One Thousand Scents

Tuesday, May 16, 2006

Big: Diva by Ungaro


In my experience, the fragrance family with the greatest family resemblance is the chypres. Florals can be shy and retiring (Anaïs Anaïs) or strident and hectic (Versace Blonde); orientals can be potent and spicy (Opium Pour Homme) or soft and luminous (Anne Klein II). But all chypres have the same warm loaminess, because they're all based on the same note: oakmoss, with its dark, honeyed, woody-earthy scent.

The original Chypre scent played on the contrast between bright citrus top notes and the mystery of oakmoss. Most chypres are based on these very notes, though some dispense with the citrus top, sometimes replacing it with some other fruit, aldehydes, or other bright notes. Most chypres have, in addition to the invariable oakmoss in the base, earthy or woody notes; patchouli and/or vetivert are usual components, and sandalwood or oriental components such as ambergris and vanilla are also employed.

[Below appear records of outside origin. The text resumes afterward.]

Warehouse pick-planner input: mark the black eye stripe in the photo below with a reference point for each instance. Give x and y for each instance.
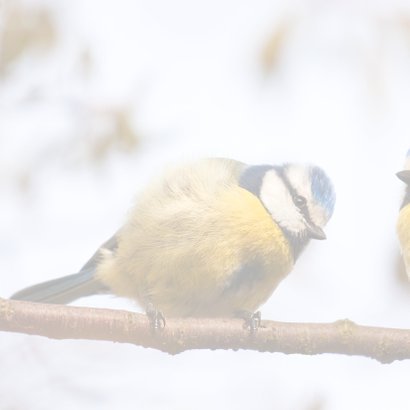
(298, 200)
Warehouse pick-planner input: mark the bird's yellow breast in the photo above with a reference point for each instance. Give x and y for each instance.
(210, 257)
(403, 232)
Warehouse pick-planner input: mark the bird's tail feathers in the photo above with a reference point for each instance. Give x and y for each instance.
(63, 290)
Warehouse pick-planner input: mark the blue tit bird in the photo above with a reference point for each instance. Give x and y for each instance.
(403, 221)
(212, 238)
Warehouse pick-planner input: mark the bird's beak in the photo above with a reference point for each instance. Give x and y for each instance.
(314, 231)
(404, 176)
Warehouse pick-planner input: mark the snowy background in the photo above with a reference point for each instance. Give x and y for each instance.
(96, 97)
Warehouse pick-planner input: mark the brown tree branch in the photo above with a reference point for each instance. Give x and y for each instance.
(69, 322)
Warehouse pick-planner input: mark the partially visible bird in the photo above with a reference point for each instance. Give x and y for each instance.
(403, 222)
(209, 238)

When Ungaro launched Diva in 1983, it fit perfectly in with the early-eighties style aesthetic--"Bigger, brasher, more!"--launched by Giorgio Beverly Hills in 1981, continuing with Paloma Picasso's Mon Parfum in 1984, and culminating in Calvin Klein's Obsession and Dior's Poison, both 1985. (Strong no-nonsense scents didn't suddenly vanish in the mid-eighties: Cacharel's big, sultry floral-vanilla LouLou was launched in 1987 and Boucheron's massive eponymous scent a year later. But by that time, the fad for big brassy shoulder-pad scents was on the wane, the new fashion for fresher, lighter scents being ushered in by Dior's Fahrenheit and Calvin Klein's Eternity, among others.)

Diva is a floral chypre, with a big fat emphasis on the floral notes. It hurls itself from the skin with a sparkle of aldehydes and a fresh green note backed with honey, announcing itself a chypre from the start. Floral notes, particularly rose (but also jasmine, ylang, and carnation), make up the middle of scent, but they're swimming in that warm-honey oakmoss smell, which slowly wells up to overcome the flowers. The base is the warm sultry notes invariably associated with a chypre--in this case, sandalwood and patchouli, civet and musk, and, to keep the composition from becoming cloying, the spikiness of vetivert.

When I discovered Diva in the mid-1980s, I bought a bottle for a drag-queen friend; something about it, the draped-fabric glass bottle, the scent, the brazenness of it all, seemed pretty obviously destined to be worn by the unafraid--by bold women and by the men who wanted to be them for an evening.